The Cappadocia region is an integral part of nature and history. While geographical events form the Peribacalari, in historical process, people also craves these rocks and turned them into houses, churches and monasteries and adorned them with frescoes, thus, left the traces of civilizations which is thousands of years old. The written history of Cappadocia indicates that, human settlements here date back as far as the Paleolithic periods, which began with the Hittites. Cappadocia is one of the important junctions of the Silk Road, through which the trade colonies conducted their work and established a commercial and social bridge between countries.
In the 12th century BC, with the collapse of the Hittite Empire, a dark period began in the region. The late Hittite Kingdoms which was under the influence of Assyrian and Phrygian communities dominated the region. These kingdoms lasted until the Persian occupation of the 6th century BC.
In 332 BC, the Greater Alexander defeated the Persians, but he faced a great resistance in Cappadocia.
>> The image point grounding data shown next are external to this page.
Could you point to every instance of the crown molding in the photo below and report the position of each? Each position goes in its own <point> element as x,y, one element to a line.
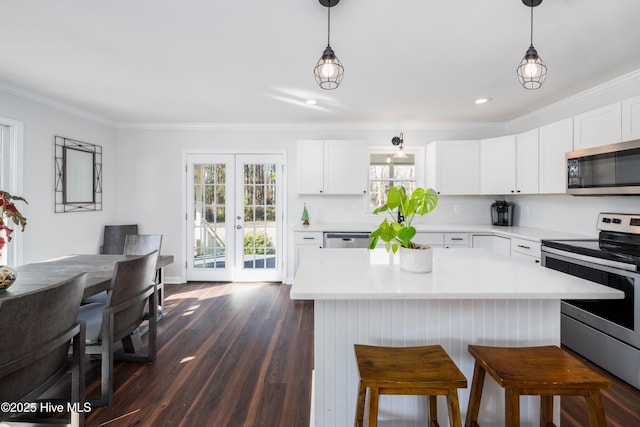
<point>631,77</point>
<point>57,105</point>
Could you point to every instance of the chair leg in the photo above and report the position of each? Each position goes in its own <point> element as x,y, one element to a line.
<point>546,410</point>
<point>433,410</point>
<point>153,326</point>
<point>362,394</point>
<point>453,403</point>
<point>511,408</point>
<point>596,409</point>
<point>475,395</point>
<point>373,406</point>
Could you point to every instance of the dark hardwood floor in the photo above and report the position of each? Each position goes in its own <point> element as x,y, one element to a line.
<point>241,355</point>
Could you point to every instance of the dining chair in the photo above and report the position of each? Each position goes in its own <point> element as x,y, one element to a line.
<point>112,322</point>
<point>37,331</point>
<point>114,236</point>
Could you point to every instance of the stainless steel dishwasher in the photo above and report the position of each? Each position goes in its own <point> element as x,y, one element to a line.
<point>346,240</point>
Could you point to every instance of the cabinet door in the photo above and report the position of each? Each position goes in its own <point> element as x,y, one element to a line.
<point>498,165</point>
<point>555,141</point>
<point>527,165</point>
<point>598,127</point>
<point>310,165</point>
<point>453,167</point>
<point>631,119</point>
<point>345,167</point>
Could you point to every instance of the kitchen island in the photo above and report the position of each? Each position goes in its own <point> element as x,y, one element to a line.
<point>472,296</point>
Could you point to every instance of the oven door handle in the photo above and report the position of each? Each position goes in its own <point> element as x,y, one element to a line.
<point>590,259</point>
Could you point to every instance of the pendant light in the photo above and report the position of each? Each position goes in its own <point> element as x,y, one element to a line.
<point>329,69</point>
<point>532,71</point>
<point>398,141</point>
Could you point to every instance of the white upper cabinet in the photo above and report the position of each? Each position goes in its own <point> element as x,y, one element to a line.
<point>631,119</point>
<point>527,162</point>
<point>498,165</point>
<point>598,127</point>
<point>509,164</point>
<point>555,141</point>
<point>453,167</point>
<point>310,166</point>
<point>332,167</point>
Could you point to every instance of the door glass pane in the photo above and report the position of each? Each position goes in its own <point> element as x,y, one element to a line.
<point>209,216</point>
<point>259,247</point>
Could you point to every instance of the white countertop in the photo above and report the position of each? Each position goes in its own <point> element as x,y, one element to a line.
<point>529,233</point>
<point>340,274</point>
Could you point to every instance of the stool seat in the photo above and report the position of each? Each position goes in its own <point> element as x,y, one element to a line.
<point>424,370</point>
<point>544,371</point>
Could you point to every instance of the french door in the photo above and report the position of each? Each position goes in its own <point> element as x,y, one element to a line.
<point>234,217</point>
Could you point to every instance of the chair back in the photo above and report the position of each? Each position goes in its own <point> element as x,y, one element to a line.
<point>114,237</point>
<point>130,285</point>
<point>142,244</point>
<point>36,333</point>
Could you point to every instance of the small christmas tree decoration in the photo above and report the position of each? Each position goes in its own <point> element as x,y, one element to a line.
<point>305,215</point>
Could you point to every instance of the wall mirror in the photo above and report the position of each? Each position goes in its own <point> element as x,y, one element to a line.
<point>78,175</point>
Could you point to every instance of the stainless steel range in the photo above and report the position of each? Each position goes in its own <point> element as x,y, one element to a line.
<point>605,331</point>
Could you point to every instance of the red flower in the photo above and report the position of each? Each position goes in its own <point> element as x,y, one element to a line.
<point>9,210</point>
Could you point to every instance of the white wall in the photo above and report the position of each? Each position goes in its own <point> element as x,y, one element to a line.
<point>50,234</point>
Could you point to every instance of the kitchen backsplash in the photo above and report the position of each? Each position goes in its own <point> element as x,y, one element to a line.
<point>553,212</point>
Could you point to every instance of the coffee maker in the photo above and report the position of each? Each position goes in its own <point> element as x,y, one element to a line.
<point>502,213</point>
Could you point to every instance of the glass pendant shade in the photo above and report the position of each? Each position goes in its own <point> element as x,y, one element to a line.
<point>532,70</point>
<point>329,70</point>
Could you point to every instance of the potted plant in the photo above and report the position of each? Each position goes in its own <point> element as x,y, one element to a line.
<point>397,230</point>
<point>9,211</point>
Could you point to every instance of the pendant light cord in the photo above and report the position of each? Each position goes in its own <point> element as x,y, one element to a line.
<point>531,24</point>
<point>329,24</point>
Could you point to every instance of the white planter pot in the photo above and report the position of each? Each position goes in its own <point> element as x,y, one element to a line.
<point>417,260</point>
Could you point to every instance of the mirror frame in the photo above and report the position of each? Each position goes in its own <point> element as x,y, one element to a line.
<point>78,176</point>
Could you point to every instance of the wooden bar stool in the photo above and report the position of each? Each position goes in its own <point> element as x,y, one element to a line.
<point>540,371</point>
<point>426,370</point>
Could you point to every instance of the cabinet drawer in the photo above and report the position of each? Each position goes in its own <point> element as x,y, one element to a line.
<point>309,238</point>
<point>525,247</point>
<point>429,239</point>
<point>456,239</point>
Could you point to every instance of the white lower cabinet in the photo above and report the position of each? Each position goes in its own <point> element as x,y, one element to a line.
<point>525,249</point>
<point>435,240</point>
<point>305,240</point>
<point>498,244</point>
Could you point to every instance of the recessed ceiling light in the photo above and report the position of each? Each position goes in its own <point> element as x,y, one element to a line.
<point>481,101</point>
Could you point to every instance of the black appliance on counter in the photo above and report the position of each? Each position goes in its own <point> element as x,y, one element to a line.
<point>605,331</point>
<point>502,213</point>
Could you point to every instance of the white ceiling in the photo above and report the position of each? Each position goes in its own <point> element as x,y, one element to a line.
<point>251,61</point>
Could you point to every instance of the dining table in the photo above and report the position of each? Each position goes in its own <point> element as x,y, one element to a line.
<point>98,268</point>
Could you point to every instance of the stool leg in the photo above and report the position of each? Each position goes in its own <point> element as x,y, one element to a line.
<point>362,393</point>
<point>454,408</point>
<point>546,410</point>
<point>474,396</point>
<point>433,411</point>
<point>511,408</point>
<point>596,410</point>
<point>374,394</point>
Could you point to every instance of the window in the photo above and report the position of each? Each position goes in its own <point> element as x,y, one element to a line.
<point>386,171</point>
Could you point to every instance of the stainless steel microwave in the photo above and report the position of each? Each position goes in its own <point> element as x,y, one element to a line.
<point>608,170</point>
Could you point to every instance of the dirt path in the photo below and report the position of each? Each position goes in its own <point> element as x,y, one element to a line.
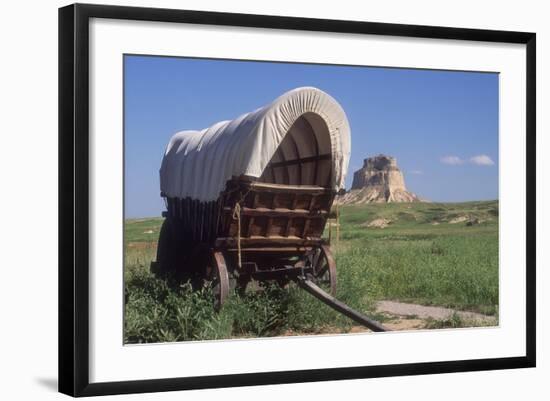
<point>407,316</point>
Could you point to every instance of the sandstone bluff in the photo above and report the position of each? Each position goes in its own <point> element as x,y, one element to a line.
<point>378,181</point>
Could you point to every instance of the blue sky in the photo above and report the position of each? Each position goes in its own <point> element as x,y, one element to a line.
<point>442,126</point>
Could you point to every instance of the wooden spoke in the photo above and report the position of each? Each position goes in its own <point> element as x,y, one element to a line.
<point>216,273</point>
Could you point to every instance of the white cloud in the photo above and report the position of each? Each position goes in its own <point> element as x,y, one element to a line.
<point>452,160</point>
<point>482,160</point>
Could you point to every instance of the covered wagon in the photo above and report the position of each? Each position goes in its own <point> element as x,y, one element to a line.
<point>249,198</point>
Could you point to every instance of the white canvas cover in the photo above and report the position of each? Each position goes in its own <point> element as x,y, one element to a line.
<point>197,164</point>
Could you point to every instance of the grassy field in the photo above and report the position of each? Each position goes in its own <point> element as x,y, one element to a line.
<point>427,253</point>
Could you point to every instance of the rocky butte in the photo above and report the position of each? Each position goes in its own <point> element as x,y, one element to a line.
<point>378,181</point>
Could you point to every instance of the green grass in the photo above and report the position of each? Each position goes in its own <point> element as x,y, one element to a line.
<point>412,260</point>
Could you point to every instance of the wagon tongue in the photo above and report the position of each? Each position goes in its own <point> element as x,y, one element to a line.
<point>339,306</point>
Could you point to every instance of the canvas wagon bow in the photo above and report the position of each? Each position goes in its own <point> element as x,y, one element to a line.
<point>249,198</point>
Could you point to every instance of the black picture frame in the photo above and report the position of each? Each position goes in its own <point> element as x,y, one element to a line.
<point>74,198</point>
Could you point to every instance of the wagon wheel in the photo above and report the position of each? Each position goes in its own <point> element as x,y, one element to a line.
<point>216,273</point>
<point>324,269</point>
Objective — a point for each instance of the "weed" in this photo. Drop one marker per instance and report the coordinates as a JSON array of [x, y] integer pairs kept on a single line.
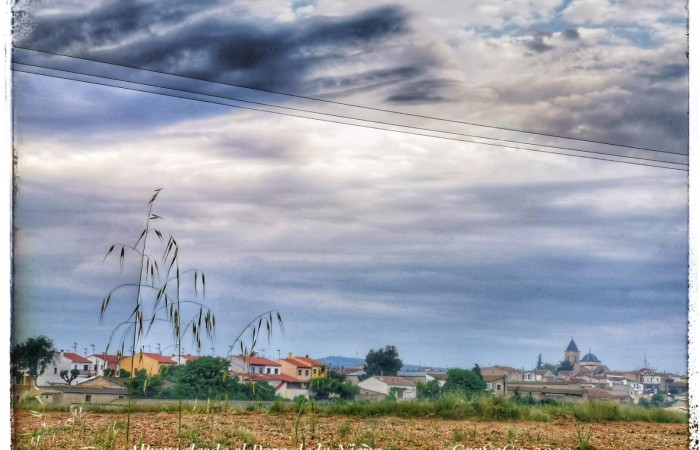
[[512, 432], [106, 440], [582, 437], [344, 430]]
In this period, the Kingdom of Cappadocia was already established. Towards the end of the 3rd century BC, the power of the Romans began to rise in the region. In the mid-1st century BC, the Cappadocian Kings were appointed by the Roman generals with the power and finally, dethroned. When the last king of Cappadocia died in 17 AD, the region became a province of Rome.
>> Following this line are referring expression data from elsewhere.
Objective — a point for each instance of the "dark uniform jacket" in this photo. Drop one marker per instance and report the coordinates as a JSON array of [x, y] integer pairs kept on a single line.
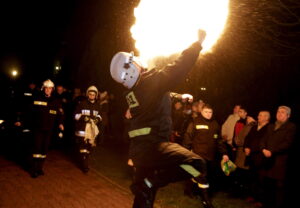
[[203, 138], [46, 111], [88, 111], [279, 142], [150, 103]]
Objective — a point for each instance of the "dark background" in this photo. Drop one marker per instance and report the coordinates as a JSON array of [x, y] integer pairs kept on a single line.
[[255, 63]]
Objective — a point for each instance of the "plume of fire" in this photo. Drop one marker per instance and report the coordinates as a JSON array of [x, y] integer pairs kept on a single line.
[[165, 27]]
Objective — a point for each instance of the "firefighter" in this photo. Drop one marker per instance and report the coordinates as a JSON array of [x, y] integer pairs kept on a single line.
[[157, 161], [47, 112], [87, 125]]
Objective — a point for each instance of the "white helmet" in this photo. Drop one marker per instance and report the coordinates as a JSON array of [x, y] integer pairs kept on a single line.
[[48, 83], [123, 70], [92, 89]]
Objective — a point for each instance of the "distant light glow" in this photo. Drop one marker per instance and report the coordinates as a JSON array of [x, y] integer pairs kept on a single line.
[[165, 27], [14, 73]]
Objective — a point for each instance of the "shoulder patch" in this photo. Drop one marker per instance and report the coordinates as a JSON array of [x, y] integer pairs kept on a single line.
[[202, 127], [131, 100]]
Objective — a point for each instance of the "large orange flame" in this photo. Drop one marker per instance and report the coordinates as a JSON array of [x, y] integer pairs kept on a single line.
[[165, 27]]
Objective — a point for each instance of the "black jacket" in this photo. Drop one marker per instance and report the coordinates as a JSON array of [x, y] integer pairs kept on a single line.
[[149, 100], [46, 112]]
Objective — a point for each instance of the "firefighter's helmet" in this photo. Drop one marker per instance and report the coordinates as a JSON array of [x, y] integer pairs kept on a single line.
[[48, 83], [123, 70]]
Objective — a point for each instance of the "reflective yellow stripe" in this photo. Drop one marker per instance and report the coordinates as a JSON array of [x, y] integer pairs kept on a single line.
[[40, 103], [139, 132], [200, 185], [191, 170], [131, 100], [52, 112], [38, 156], [201, 127], [84, 151]]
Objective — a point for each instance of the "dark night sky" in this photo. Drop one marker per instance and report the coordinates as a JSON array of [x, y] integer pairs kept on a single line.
[[256, 61]]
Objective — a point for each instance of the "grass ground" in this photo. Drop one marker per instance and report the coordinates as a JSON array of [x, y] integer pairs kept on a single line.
[[111, 161]]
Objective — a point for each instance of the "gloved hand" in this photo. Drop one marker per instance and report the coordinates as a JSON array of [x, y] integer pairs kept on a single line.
[[87, 119], [201, 36], [187, 97]]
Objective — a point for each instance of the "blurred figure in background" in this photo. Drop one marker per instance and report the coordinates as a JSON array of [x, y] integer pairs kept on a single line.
[[254, 156], [276, 146], [87, 124], [46, 111]]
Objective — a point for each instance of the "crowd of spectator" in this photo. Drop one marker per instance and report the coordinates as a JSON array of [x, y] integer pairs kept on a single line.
[[258, 147]]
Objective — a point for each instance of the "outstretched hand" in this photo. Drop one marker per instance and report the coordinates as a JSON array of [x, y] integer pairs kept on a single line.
[[201, 35], [187, 97]]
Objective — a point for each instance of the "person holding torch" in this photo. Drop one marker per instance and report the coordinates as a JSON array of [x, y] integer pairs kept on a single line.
[[157, 161]]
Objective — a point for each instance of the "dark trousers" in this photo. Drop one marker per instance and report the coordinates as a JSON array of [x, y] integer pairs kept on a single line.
[[83, 151], [41, 141], [162, 163]]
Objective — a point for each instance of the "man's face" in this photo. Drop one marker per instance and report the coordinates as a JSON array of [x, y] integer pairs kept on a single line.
[[236, 109], [178, 105], [263, 117], [282, 115], [92, 95], [48, 91], [59, 89], [207, 113], [242, 113]]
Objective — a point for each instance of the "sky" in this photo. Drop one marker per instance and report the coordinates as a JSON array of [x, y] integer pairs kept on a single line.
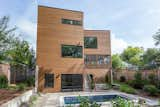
[[131, 22]]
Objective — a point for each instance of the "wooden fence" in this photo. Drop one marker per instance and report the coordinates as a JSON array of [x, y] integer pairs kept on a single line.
[[129, 74]]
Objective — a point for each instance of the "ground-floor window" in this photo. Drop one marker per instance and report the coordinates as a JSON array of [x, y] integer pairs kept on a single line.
[[49, 80], [71, 82]]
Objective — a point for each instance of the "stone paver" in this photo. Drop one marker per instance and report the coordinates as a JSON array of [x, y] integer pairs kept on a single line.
[[53, 99]]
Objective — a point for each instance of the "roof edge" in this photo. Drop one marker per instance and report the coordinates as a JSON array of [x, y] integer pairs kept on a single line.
[[59, 8]]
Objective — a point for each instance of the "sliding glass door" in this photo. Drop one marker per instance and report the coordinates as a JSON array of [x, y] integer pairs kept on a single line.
[[71, 82]]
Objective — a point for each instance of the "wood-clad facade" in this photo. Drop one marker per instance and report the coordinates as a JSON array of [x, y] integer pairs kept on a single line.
[[52, 34]]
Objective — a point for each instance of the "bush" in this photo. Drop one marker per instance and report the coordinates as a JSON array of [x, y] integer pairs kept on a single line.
[[151, 89], [138, 83], [3, 81], [30, 81], [122, 79], [152, 79], [106, 78], [120, 102], [127, 89], [21, 87], [84, 102]]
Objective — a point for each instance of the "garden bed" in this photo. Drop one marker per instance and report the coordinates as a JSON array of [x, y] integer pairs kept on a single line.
[[6, 94]]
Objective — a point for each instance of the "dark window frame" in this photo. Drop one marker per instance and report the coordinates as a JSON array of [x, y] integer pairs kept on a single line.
[[71, 56], [49, 79], [100, 59], [71, 22], [91, 47]]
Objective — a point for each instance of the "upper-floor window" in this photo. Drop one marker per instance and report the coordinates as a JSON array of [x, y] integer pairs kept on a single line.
[[97, 59], [71, 22], [72, 51], [90, 42], [49, 80]]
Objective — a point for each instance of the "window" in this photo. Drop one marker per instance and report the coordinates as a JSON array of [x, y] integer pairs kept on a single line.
[[90, 42], [49, 80], [71, 82], [71, 22], [97, 59], [72, 51]]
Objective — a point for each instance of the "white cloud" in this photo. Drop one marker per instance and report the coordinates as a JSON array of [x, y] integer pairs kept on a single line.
[[28, 27], [117, 44]]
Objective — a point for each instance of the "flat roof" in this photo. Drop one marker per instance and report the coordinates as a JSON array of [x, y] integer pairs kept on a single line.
[[59, 8], [97, 30]]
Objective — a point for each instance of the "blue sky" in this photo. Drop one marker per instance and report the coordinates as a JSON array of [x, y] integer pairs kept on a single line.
[[132, 22]]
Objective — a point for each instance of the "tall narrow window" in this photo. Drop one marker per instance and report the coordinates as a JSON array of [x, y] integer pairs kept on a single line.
[[90, 42], [49, 80]]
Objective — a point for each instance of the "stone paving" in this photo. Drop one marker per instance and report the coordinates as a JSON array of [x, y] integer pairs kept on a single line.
[[53, 99]]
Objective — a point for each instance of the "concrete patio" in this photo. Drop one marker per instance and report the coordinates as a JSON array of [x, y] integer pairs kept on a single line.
[[53, 99]]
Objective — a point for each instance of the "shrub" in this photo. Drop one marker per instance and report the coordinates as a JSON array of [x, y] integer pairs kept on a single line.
[[3, 81], [122, 79], [12, 87], [138, 83], [152, 79], [119, 102], [127, 89], [151, 89], [21, 87], [84, 102], [106, 78], [30, 81]]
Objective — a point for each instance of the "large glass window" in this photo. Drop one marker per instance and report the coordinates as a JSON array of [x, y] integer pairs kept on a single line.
[[90, 42], [97, 59], [71, 82], [49, 80], [72, 51], [71, 22]]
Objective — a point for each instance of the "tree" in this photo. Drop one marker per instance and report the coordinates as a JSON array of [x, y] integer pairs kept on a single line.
[[156, 37], [6, 37], [150, 56], [12, 48], [132, 55], [117, 62], [21, 53]]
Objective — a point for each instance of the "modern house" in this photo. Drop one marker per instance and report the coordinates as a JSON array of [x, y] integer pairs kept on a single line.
[[68, 55]]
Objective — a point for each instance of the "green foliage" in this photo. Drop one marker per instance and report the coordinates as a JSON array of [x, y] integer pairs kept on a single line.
[[119, 102], [150, 58], [3, 81], [138, 82], [21, 87], [90, 42], [156, 37], [13, 88], [30, 81], [153, 79], [117, 62], [127, 89], [151, 89], [132, 55], [122, 78], [32, 100], [13, 50], [6, 35]]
Christianity came to Cappadocia in the 3rd century AD and the region became center of education and philosophy for them. During the years 303-308, the pressure on the Christians increased. But Cappadocia was an ideal place to protect from repression and to spread Christian teaching. Deep valleys and caves formed of volcanic soft rocks provided a safe space against Roman soldiers.
The 4th century was the period of people who are later called “the Fathers of Cappadocia”. But the preeminence of the region reached a peak point when III. Leon’s prohibited the icons. In the face of this situation, some pro-icon people began to took refuge in the region. Iconoclasm movement lasted more than a hundred years (726-843). Although a few Cappadocian churches were influenced by Iconoclasm during this period, those who were in favor of icons kept on their worshipping here. The Cappadocian monasteries developed significantly in this period.
Again, during these periods, Arab raids started against Anatolian Christian regions throughout a large area, from Armenia to Cappadocia. People who ran away from these raids caused the styles of the churches in the region to change. In the 11th and 12th centuries, Cappadocia was seized by the Seljuks. In this and the following Ottoman times, the region had a problem-free period. The last Christians in the region left Cappadocia with the permutation of 1924-26, leaving beautiful architectural examples behind.
Today, Cappadocia is an internationally known touristic destination with peerless geographical and historical features. It is a ritual to watch the sunset in hot-air balloons. The hotels structed in the rocks and the massive vineyards are other local attractions that pulls many tourists to the region. Some of the best quality wine of the country is produced around Cappadocia.
Cappadocia, specifically, the Fairy Chimneys, are one of the most important landmarks of Turkey.